Kematian Umi Raden

18.6K 1.2K 9
                                    

Tangan mungil nya memeluk tubuh kekar Raden, rasanya ia ingin sekali menangis di dalam dekapan sang kakak namun ia tak ingin membuat kakak nya khawatir. Raden mencium puncak kepala Ila dan membalas pelukan nya, tanpa sadar air mata nya lolos begitu saja.

'Maaf La, kakak ngga bisa kaya dulu lagi,' batin nya.


***

Setelah solat subuh Raden mengajak sang adik untuk turun ke bawah dan sarapan bersama, mendapat ajakan dari sang kakak pun Ila mengangguk antusias. Kedua sejoli itu turun ke meja makan sembari bergandengan tangan, Kyai hafidz yang melihatnya pun ikut merasa senang.

"Kemarilah," ucap Kyai Hafidz, Raden pun menyuruh Ila untuk duduk lalu ia berjalan mendekati abah nya itu.

Kyai hafidz menepuk bahu kanan Raden dan menatap wajah tampan putra nya itu, ia sangat senang melihat putra nya pulang karena sudah sekitar 2 bulan ini ia tak mengetahui keberadaan putra nya. Raden hanya menunduk tak berani menatap wajah abah nya, rasanya ia belum siap bertemu abahnya namun ia terpaksa melakukan nya karena sebenarnya ia juga sangat merindukan keluarga nya.

"Apakah hatimu sudah lebih tenang?"

Raden, laki-laki itu menatap wajah abah nya sebentar lalu kembali menunduk. Ia menggelengkan kepalanya pelan lalu tersenyum tipis.

"Demi Allah, Raden ngga akan pernah tenang setelah dia merebut paksa sesuatu yang sangat berharga dalam hidup Raden,"

"Kamu tidak bisa menyalahkan takdir, semuanya sudah di tentukan oleh Allah termasuk kematian umi mu,"

Raden kembali tersenyum. "Tapi Raden membenci takdir yang dia tentukan,"

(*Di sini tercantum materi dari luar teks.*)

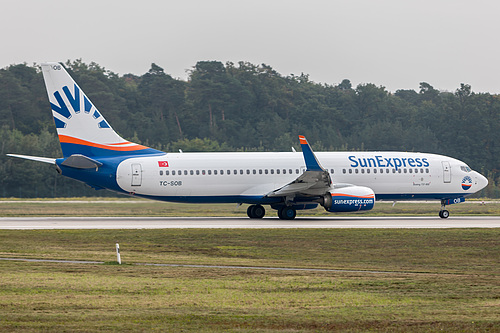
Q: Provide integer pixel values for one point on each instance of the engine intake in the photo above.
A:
(349, 199)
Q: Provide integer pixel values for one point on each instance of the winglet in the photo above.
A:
(312, 163)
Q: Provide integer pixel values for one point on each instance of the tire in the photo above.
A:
(287, 213)
(258, 212)
(250, 211)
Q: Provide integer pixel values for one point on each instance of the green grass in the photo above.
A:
(442, 279)
(140, 207)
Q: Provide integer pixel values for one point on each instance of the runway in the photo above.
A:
(35, 223)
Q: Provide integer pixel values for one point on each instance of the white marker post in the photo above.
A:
(118, 258)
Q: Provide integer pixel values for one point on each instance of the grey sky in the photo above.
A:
(393, 43)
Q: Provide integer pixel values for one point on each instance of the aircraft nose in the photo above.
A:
(481, 181)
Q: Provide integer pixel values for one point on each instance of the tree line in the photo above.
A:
(243, 107)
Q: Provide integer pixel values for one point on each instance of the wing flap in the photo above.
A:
(35, 158)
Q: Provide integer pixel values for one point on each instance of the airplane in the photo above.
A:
(95, 154)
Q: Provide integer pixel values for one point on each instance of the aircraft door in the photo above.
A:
(446, 172)
(136, 175)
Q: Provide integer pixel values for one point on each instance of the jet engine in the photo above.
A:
(349, 199)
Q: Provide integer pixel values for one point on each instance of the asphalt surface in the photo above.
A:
(34, 223)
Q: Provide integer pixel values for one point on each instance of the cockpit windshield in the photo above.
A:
(465, 168)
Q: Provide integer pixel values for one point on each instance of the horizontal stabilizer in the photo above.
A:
(81, 162)
(35, 158)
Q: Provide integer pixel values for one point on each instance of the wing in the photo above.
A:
(315, 181)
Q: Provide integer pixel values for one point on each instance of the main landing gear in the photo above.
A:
(287, 213)
(256, 211)
(443, 213)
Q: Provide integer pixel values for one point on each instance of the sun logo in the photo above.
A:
(74, 101)
(466, 183)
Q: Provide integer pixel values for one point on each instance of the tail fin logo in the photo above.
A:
(74, 100)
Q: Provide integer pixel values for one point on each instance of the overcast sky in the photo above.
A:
(391, 43)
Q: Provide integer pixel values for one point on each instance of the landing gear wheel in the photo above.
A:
(287, 213)
(256, 211)
(444, 214)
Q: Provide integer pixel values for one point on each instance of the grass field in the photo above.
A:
(428, 280)
(141, 207)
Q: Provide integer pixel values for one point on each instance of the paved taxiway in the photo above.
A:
(34, 223)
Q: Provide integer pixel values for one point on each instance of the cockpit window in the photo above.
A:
(465, 168)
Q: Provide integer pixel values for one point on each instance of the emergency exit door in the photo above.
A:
(136, 175)
(446, 172)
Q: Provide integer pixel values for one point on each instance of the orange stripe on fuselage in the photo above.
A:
(69, 139)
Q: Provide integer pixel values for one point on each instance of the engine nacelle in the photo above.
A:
(349, 199)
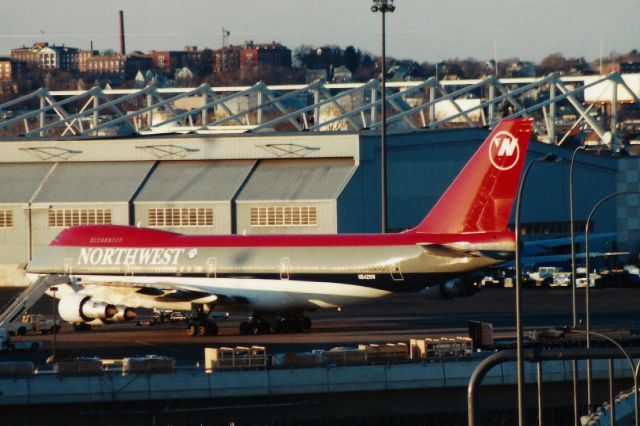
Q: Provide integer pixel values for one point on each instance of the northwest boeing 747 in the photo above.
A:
(276, 279)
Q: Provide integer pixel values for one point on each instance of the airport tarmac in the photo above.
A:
(392, 320)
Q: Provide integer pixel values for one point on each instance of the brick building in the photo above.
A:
(10, 69)
(122, 66)
(264, 57)
(226, 59)
(169, 61)
(44, 56)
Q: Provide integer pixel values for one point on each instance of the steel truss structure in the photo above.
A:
(319, 106)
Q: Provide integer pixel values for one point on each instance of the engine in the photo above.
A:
(78, 308)
(449, 289)
(124, 314)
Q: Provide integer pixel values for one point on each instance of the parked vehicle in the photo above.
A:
(40, 323)
(161, 316)
(9, 345)
(18, 328)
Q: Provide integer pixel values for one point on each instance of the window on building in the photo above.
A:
(6, 218)
(552, 228)
(180, 217)
(63, 218)
(284, 216)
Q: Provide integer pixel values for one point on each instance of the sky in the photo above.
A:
(423, 30)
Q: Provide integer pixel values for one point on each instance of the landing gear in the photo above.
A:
(288, 323)
(257, 325)
(200, 324)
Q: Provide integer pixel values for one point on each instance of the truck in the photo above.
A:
(18, 328)
(9, 345)
(40, 323)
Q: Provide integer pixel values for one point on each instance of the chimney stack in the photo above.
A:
(122, 49)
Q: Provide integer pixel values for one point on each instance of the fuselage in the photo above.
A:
(329, 270)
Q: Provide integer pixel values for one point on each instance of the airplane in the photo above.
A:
(276, 279)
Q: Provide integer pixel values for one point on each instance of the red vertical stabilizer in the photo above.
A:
(481, 197)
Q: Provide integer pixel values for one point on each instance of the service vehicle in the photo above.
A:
(9, 345)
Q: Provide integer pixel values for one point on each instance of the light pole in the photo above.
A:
(586, 292)
(634, 369)
(54, 353)
(573, 240)
(520, 361)
(574, 363)
(383, 6)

Kyai hafidz menggeleng, dalam hatinya ia beristighfar. Hatinya sakit mengetahui putra nya kini benar-benar mulai menjauh dari agama, ia merasa gagal menjaga titipan tuhan yang seharusnya ia ajari tentang agama agar kelak bisa menuntun nya menuju surga nya Allah.

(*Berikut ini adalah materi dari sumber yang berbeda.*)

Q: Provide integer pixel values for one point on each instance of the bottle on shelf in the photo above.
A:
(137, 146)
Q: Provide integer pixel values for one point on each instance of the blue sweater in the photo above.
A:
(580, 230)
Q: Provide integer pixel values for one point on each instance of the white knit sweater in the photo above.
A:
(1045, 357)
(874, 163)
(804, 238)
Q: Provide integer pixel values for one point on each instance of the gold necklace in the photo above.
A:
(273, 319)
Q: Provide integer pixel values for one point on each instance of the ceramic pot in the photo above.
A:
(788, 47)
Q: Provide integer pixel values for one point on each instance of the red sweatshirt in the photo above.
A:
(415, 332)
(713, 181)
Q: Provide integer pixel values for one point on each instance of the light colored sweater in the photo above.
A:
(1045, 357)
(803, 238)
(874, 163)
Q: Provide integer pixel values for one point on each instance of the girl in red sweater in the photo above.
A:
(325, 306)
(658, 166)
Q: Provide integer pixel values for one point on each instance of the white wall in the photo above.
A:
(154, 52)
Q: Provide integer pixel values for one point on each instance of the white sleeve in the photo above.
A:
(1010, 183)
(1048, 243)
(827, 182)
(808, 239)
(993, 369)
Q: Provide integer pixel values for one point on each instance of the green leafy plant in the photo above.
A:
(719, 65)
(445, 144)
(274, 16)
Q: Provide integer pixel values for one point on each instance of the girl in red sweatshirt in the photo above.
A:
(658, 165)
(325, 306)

"Kak... bah..," suara lembut itu membuat Raden dan abahnya menoleh, ia baru sadar jika sedari tadi ila berada di sana.

"Eh La, kamu mau makan apa? Biar kakak ambilin," ucap Raden sembari tersenyum menatap sang Adik.

"Mau telur goreng,"

"Siap tuan putri," balas Raden lalu mulai mengambil telur goreng dan meletakkan nya di piring Ila.

"Tapi Ila mau satu piring sama kakak," lirihnya membuat Raden terdiam, namun sesaat setelah nya Raden mengangguk.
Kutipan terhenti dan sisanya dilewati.